WikiLeaks founder Julian Assange was convicted by a London court of breaking bail terms of 2012.

What is the case all about?

  • Julian Assange is the head of the anti-secrecy website WikiLeaks.
  • Mr. Assange made international headlines in early 2010 when WikiLeaks published a classified U.S. military video.
  • It showed a 2007 attack by Apache helicopters in Baghdad that killed a dozen people, including two Reuters news staff.
  • Mr. Assange was facing charges related to theft of classified information from government computers, conspiring with former U.S. Army intelligence officer Chelsea Manning.
  • In 2012, authorities from Sweden wanted to question him as part of a sexual assault investigation.
  • To avoid being extradited to Sweden, Mr. Assange took refuge in Ecuador's London embassy in June 2012.
  • Sweden dropped that investigation in 2017, but Mr. Assange broke the rules of his original bail (2012) in London.
  • Eventually, he had eluded authorities in the U.S. and the U.K.  for nearly 7 years, to escape arrest.
  • Now, Ecuador President Lenin Moreno withdrew his country’s grant of asylum to Mr. Assange that was on for 7 years.
  • Ecuador had earlier limited Mr. Assange’s Internet access.
  • Asylum was withdrawn after repeated violations to international conventions and daily-life protocols by Assange.
  • Mr. Assange was thus arrested by British police and carried out of the Ecuadorean embassy, paving the way for his possible extradition to the U.S.

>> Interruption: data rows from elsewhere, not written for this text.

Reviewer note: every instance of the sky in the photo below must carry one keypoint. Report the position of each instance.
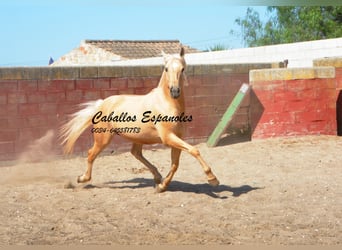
(32, 31)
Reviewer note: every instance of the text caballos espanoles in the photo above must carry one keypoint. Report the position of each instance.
(147, 116)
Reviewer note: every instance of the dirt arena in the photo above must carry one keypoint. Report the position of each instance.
(275, 191)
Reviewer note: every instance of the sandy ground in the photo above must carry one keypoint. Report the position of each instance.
(275, 191)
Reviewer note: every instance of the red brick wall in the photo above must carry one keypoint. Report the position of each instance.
(35, 100)
(303, 103)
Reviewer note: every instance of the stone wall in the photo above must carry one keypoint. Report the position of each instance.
(35, 100)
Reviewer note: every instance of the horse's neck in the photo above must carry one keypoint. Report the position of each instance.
(176, 103)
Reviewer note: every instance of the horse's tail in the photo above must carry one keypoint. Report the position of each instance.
(70, 131)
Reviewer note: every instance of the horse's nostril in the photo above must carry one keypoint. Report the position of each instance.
(175, 92)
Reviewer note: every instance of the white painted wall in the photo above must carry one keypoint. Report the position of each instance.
(298, 54)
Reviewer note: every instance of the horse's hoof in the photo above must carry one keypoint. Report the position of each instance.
(81, 179)
(213, 182)
(160, 188)
(157, 181)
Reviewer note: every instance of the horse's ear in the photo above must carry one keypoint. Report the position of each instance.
(182, 52)
(165, 56)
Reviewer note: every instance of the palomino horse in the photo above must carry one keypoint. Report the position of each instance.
(157, 117)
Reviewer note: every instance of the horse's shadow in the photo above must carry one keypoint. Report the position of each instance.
(178, 186)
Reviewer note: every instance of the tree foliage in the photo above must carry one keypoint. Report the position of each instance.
(291, 24)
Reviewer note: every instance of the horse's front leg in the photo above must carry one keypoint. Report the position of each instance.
(174, 141)
(175, 154)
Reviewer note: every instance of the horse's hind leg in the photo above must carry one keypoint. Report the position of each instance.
(174, 141)
(101, 140)
(137, 152)
(175, 154)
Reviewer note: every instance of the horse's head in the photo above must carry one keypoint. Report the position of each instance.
(174, 72)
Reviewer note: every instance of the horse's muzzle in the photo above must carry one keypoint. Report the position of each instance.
(175, 92)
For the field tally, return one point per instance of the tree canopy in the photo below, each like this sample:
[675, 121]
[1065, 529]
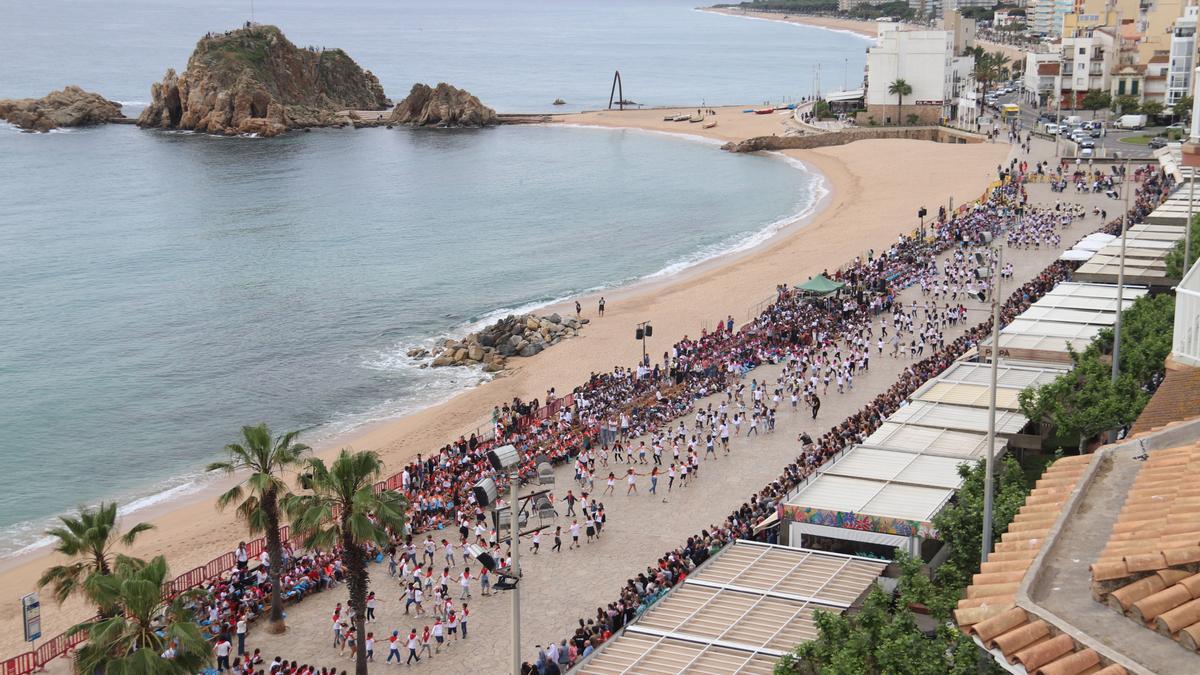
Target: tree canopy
[883, 638]
[1096, 100]
[1086, 401]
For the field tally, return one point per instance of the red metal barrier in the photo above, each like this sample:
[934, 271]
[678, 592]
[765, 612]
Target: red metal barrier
[31, 661]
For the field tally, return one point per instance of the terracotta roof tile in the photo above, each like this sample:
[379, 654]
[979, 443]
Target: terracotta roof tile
[1174, 400]
[1149, 568]
[990, 611]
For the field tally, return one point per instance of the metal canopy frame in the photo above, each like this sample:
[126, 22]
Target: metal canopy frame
[658, 640]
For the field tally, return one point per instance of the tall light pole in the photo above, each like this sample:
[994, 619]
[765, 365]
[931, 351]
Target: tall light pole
[507, 459]
[1116, 324]
[515, 544]
[990, 449]
[1187, 225]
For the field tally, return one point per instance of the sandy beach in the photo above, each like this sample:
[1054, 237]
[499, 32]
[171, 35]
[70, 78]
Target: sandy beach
[874, 196]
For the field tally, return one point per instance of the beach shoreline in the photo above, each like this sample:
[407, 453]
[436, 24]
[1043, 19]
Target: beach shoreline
[681, 304]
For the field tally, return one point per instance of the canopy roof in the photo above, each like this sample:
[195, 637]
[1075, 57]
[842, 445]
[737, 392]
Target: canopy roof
[738, 613]
[864, 496]
[928, 440]
[959, 418]
[821, 285]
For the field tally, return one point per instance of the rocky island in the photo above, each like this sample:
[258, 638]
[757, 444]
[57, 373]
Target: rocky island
[515, 335]
[255, 81]
[442, 106]
[70, 107]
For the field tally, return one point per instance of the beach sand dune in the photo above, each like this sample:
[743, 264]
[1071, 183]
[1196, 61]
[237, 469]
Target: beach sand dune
[876, 187]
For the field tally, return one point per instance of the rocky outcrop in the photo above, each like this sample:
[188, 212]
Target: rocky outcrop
[444, 106]
[70, 107]
[255, 81]
[515, 335]
[810, 141]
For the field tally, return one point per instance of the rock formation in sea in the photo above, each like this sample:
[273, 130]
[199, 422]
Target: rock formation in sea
[515, 335]
[255, 81]
[443, 106]
[70, 107]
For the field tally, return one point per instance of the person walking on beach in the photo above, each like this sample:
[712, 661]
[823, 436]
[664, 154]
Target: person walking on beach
[412, 647]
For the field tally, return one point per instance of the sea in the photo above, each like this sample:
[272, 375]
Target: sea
[160, 290]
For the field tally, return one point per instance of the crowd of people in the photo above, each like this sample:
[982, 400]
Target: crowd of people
[646, 589]
[817, 341]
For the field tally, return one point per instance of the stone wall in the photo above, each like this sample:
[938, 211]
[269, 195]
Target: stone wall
[810, 141]
[886, 114]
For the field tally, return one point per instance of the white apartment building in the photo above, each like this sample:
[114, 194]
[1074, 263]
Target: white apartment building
[924, 59]
[847, 5]
[1087, 60]
[1041, 77]
[1182, 58]
[1044, 17]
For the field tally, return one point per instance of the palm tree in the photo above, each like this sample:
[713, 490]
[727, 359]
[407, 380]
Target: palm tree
[341, 508]
[259, 495]
[899, 89]
[135, 639]
[88, 539]
[989, 66]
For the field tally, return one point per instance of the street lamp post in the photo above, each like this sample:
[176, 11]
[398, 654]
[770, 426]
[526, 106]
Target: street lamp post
[990, 449]
[515, 544]
[1187, 223]
[1116, 323]
[507, 459]
[643, 330]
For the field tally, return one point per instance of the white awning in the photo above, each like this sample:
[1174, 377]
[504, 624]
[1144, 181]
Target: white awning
[894, 541]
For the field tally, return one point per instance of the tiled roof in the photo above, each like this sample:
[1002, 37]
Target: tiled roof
[989, 610]
[1175, 400]
[1149, 569]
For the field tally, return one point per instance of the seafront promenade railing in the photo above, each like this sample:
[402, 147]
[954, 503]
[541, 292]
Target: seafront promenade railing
[61, 644]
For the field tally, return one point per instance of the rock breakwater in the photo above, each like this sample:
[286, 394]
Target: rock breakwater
[515, 335]
[70, 107]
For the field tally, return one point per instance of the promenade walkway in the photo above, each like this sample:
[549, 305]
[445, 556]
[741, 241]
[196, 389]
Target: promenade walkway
[558, 589]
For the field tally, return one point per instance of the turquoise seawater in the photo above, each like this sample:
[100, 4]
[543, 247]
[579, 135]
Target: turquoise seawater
[160, 290]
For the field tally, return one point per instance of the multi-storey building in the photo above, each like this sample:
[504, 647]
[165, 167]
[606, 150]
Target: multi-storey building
[1182, 57]
[924, 59]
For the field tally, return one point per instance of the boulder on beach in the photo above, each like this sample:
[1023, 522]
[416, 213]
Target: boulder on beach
[515, 335]
[442, 106]
[70, 107]
[255, 81]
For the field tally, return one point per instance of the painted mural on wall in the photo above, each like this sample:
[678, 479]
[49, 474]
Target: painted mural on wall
[863, 523]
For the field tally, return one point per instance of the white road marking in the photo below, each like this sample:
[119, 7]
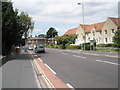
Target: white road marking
[40, 59]
[107, 62]
[36, 55]
[65, 53]
[79, 56]
[38, 83]
[50, 69]
[69, 85]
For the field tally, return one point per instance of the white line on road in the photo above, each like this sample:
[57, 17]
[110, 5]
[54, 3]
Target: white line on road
[50, 69]
[69, 85]
[79, 56]
[40, 59]
[36, 55]
[65, 53]
[107, 62]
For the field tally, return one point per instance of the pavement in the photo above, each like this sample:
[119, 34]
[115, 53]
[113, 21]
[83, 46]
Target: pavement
[96, 53]
[25, 70]
[18, 71]
[80, 70]
[59, 68]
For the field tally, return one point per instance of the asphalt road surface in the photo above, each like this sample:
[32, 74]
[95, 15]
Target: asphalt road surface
[18, 72]
[82, 70]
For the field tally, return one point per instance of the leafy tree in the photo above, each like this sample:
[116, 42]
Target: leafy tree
[27, 24]
[116, 38]
[52, 32]
[65, 40]
[42, 35]
[13, 27]
[9, 27]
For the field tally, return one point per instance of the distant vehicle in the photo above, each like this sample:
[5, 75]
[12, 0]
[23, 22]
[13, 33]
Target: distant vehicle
[39, 48]
[30, 47]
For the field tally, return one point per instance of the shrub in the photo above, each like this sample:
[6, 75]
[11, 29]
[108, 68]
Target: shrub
[87, 46]
[106, 45]
[56, 46]
[73, 47]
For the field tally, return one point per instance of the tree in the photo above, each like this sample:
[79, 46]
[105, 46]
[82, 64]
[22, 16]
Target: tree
[116, 38]
[14, 26]
[10, 28]
[42, 35]
[65, 40]
[52, 32]
[27, 24]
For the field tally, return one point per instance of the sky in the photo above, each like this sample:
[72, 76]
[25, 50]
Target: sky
[65, 14]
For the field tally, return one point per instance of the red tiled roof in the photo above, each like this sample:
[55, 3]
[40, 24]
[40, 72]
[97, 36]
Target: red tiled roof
[71, 31]
[116, 21]
[97, 26]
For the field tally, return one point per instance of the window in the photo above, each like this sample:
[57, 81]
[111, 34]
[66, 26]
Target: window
[88, 38]
[113, 31]
[106, 40]
[105, 31]
[100, 32]
[93, 33]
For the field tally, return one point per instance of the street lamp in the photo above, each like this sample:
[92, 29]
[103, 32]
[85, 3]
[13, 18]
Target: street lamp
[84, 37]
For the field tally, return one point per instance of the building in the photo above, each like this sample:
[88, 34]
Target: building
[101, 33]
[71, 31]
[39, 40]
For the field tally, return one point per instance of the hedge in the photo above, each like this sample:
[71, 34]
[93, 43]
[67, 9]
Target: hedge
[73, 47]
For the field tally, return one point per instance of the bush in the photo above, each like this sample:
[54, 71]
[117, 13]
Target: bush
[73, 47]
[87, 46]
[52, 46]
[56, 46]
[106, 45]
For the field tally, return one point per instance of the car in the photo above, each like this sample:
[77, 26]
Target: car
[39, 48]
[30, 47]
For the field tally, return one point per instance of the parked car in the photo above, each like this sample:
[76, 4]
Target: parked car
[30, 47]
[39, 48]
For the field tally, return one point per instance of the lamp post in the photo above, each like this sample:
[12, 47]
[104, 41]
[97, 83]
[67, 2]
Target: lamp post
[84, 37]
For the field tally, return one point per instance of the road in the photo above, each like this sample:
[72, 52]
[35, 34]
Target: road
[82, 70]
[18, 72]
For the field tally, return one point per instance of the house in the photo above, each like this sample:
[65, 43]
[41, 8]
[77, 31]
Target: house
[71, 31]
[39, 40]
[102, 32]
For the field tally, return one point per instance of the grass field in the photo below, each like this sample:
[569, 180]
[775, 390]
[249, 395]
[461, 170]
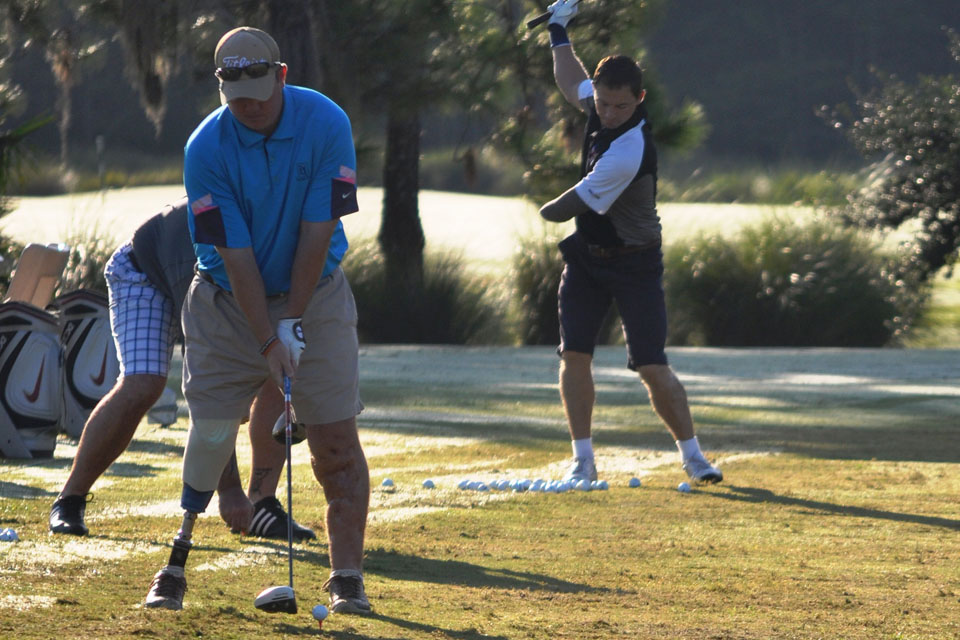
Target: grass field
[486, 229]
[838, 516]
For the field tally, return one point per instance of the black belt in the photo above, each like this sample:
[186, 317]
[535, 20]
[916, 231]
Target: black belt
[209, 278]
[612, 252]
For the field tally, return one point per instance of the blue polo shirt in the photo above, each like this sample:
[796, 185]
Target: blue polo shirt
[247, 190]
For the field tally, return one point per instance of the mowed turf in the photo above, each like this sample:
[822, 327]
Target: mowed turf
[838, 516]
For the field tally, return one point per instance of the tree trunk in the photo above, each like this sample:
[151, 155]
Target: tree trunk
[401, 234]
[292, 25]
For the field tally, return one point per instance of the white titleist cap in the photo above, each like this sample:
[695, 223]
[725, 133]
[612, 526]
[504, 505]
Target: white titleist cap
[240, 48]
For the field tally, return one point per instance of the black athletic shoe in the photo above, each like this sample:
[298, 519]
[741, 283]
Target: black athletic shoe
[270, 521]
[167, 589]
[66, 515]
[346, 592]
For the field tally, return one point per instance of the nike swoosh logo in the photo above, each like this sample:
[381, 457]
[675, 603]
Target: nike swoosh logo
[32, 396]
[103, 370]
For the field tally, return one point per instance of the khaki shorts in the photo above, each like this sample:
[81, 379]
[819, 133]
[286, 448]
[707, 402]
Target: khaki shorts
[223, 369]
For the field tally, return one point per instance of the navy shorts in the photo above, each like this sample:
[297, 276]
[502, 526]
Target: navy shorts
[589, 285]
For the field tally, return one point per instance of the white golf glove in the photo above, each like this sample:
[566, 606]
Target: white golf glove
[290, 333]
[562, 11]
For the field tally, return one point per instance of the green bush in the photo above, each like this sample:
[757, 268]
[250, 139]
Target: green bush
[10, 251]
[90, 249]
[452, 307]
[781, 283]
[537, 266]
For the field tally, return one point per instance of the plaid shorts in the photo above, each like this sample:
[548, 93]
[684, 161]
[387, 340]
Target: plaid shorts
[141, 318]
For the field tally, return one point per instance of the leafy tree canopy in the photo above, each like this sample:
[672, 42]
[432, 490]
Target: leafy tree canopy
[912, 131]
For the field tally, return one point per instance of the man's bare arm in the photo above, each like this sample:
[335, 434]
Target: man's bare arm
[569, 73]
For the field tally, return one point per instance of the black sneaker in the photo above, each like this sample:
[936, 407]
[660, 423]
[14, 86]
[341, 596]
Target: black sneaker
[346, 592]
[167, 589]
[66, 515]
[270, 521]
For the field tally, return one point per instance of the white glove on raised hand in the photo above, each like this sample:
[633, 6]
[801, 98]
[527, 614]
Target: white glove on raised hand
[562, 11]
[290, 333]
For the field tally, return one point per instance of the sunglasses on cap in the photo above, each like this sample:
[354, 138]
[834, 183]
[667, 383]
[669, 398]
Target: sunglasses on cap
[255, 70]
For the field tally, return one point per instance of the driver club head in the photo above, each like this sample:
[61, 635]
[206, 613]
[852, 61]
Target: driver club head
[276, 600]
[298, 432]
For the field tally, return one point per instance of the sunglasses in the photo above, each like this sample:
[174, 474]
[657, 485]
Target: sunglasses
[255, 70]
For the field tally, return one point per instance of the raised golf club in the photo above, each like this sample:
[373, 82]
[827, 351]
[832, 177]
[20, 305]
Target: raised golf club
[536, 22]
[282, 599]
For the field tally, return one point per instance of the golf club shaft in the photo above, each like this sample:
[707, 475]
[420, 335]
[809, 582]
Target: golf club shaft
[287, 408]
[543, 17]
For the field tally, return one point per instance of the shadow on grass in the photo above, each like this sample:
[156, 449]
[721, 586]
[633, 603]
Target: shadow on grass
[400, 566]
[330, 631]
[765, 496]
[862, 432]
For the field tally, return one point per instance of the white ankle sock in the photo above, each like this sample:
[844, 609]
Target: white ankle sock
[583, 448]
[689, 448]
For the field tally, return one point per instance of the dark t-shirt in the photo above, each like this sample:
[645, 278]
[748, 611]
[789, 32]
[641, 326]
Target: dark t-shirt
[164, 252]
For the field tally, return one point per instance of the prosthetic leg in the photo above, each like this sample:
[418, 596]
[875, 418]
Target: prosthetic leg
[210, 444]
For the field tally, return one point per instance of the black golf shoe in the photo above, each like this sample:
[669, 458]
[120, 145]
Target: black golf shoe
[270, 521]
[167, 589]
[66, 515]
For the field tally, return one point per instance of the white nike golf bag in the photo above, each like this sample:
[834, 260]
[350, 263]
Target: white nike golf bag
[30, 377]
[90, 364]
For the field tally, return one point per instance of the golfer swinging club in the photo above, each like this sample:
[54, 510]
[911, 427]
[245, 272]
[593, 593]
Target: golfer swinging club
[268, 175]
[614, 254]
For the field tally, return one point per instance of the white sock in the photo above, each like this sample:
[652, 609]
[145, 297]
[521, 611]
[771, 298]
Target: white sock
[689, 448]
[174, 570]
[583, 448]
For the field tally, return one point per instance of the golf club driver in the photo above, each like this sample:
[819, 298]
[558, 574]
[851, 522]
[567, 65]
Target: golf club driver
[536, 22]
[282, 599]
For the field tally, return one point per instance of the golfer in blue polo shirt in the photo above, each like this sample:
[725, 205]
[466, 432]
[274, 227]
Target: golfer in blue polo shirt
[268, 176]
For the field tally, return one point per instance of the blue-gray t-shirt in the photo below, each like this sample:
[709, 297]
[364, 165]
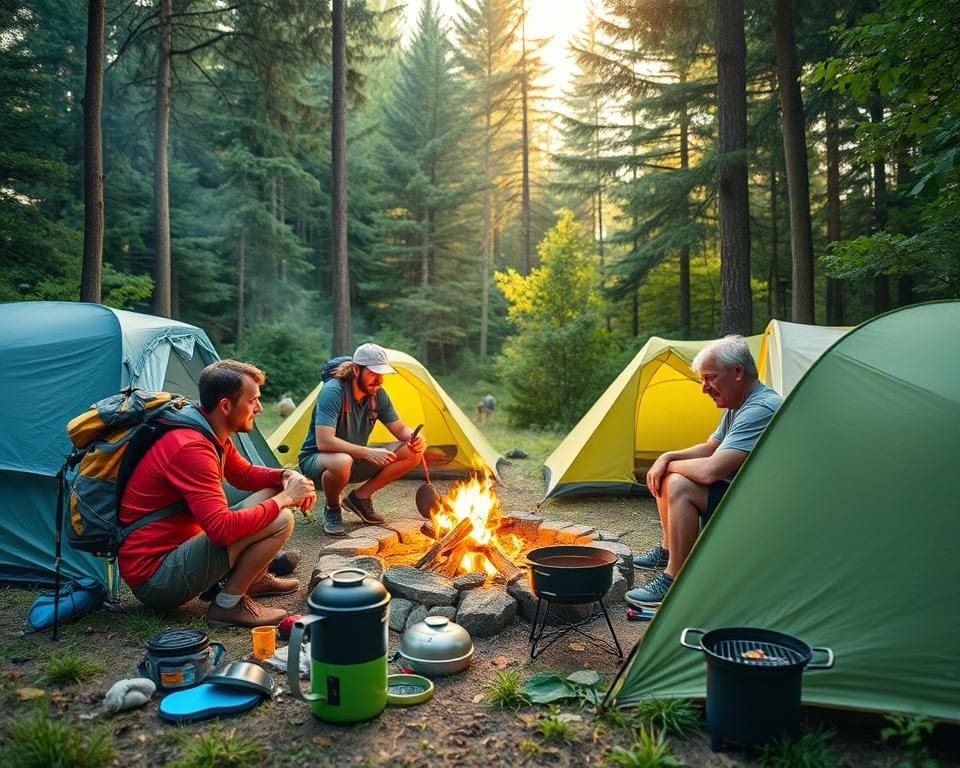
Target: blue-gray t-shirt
[742, 427]
[354, 421]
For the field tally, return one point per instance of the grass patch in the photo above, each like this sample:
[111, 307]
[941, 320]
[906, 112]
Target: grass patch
[556, 731]
[36, 741]
[67, 667]
[811, 750]
[677, 716]
[651, 750]
[506, 690]
[217, 748]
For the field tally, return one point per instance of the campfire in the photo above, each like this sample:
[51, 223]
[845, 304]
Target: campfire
[468, 537]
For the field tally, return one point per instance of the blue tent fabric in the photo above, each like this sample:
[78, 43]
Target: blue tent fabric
[57, 358]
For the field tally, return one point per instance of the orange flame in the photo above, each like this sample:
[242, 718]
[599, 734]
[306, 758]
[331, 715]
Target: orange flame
[475, 499]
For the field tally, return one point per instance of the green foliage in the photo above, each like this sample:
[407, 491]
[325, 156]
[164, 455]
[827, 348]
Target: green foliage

Why is the arrest disputed?

  • His arrest has renewed a global debate on balancing between freedom of expression (or the right to information) and national security concerns.
  • There exists a question if Mr. Assange is a “journalist” and WikiLeaks a "news organisation" in the traditional sense.
  • But Whistleblower and former Central Intelligence Agency contractor Edward Snowden had condemned the arrest as “a dark moment for press freedom”.
  • He said that the charges pressed by the U.S. against Mr. Assange are incredibly weak.
  • WikiLeaks was producing things that people ought to know about those in power.
  • It had opened up the space for holding people in power accountable.
  • So despite the disputes, Mr. Assange’s indictment is seen to pose a threat to all journalists.
  • This could suppress whistle-blowers everywhere and ultimately weaken democracy itself.

What is the dilemma now?

  • Sexual assault charges against Mr. Assange have become less significant than the issues that link nation states with the Official Secrets Act.
  • Jess Phillips, a UK MP, argued that Mr. Assange’s case made it clear that women’s rights are still secondary to political games.
  • She emphasised that the first and most pressing case he should answer is the one where he has delayed and therefore denied possible justice to two Swedish women.
  • A Swedish lawyer representing the alleged rape victim too said she would push to have prosecutors reopen the investigation.
  • Jess Phillips thus called for the U.K. government to support his extradition to Sweden before even considering any pressure from the U.S.
  • The UK government will now have to decide on Mr. Assange's extradition.